5. Le contrat. Préavis, sort de la redevance en cas d'hospitalisation longue, révision annuelle des prix, dépôt de garantie. Dans les résidences services privées, ces clauses sont beaucoup moins encadrées qu'en EHPAD : lisez-les ligne à ligne.
L'avantage qui n'apparaît pas dans les chiffres
Il y a une raison d'insister sur cette voie tant que la personne est autonome, et elle n'a rien à voir avec l'argent.
En EHPAD, une personne autonome devient plus dépendante : on lui apporte ses repas, on prépare ses vêtements, tout est organisé par d'autres. C'est confortable, et c'est précisément ce qui accélère la perte d'autonomie. En résidence, on continue de cuisiner un peu, de descendre acheter le journal, de décider de l'heure du dîner. Cela paraît anecdotique : c'est la différence entre vivre et être pris en charge.
Et il y a un effet pratique côté famille : la proposition passe beaucoup mieux. *« Tu déménages dans un appartement plus petit où quelqu'un est là si besoin »* s'entend. *« On te met en EHPAD »* presque jamais.
Quand cela ne suffit plus
Soyez honnêtes sur les signaux
- de l'aide quotidienne pour la toilette ou l'habillage
- des chutes répétées
- un traitement à administrer, pas seulement à préparer
- une désorientation nocturne, un risque de sortie
- des soins infirmiers quotidiens (pansements, sonde, escarres)
À ce stade, l'EHPAD redevient la bonne réponse. Mais si ce moment arrive dans deux ou trois ans plutôt que tout de suite, ce sont deux ou trois années de vie plus libre — et plusieurs dizaines de milliers d'euros non dépensés.
En résumé
- L'EHPAD est fait pour la dépendance : le proposer à une personne autonome coûte le double et retire de la liberté.

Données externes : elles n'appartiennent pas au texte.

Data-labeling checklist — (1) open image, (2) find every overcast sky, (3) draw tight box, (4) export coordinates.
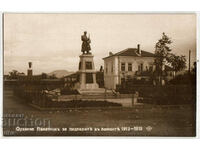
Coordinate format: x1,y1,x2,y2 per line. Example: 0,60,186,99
4,13,196,74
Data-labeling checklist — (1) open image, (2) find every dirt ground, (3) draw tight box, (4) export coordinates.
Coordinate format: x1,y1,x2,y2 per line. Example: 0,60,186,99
3,89,196,137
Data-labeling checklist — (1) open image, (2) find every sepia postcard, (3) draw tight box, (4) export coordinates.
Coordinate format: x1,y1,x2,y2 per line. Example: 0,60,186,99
2,13,197,137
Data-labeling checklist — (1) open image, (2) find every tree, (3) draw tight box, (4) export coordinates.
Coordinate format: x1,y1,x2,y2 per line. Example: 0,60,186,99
41,73,48,79
155,32,172,82
166,53,186,76
9,70,19,79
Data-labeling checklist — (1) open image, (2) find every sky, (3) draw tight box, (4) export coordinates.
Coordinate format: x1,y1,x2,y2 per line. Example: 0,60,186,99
3,13,196,74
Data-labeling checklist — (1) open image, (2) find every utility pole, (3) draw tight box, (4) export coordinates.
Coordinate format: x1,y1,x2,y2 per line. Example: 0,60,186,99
188,50,191,74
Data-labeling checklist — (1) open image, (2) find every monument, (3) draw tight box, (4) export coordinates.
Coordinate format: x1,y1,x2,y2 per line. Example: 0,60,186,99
76,31,99,91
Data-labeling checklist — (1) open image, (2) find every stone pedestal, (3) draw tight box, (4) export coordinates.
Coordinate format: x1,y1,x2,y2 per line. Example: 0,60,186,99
76,54,99,90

- La résidence autonomie (600–1 200 €) est la solution la moins chère, ouvre droit aux APL et laisse l'APA à domicile.
- La résidence services offre plus de confort à un prix proche de l'EHPAD, sans les soins.
- Avant de signer : statut, que se passe-t-il en cas de perte d'autonomie, grille tarifaire complète, présence de nuit, contrat.
- Au CCAS, demandez « quelles solutions de logement pour une personne autonome », pas « une place en EHPAD ».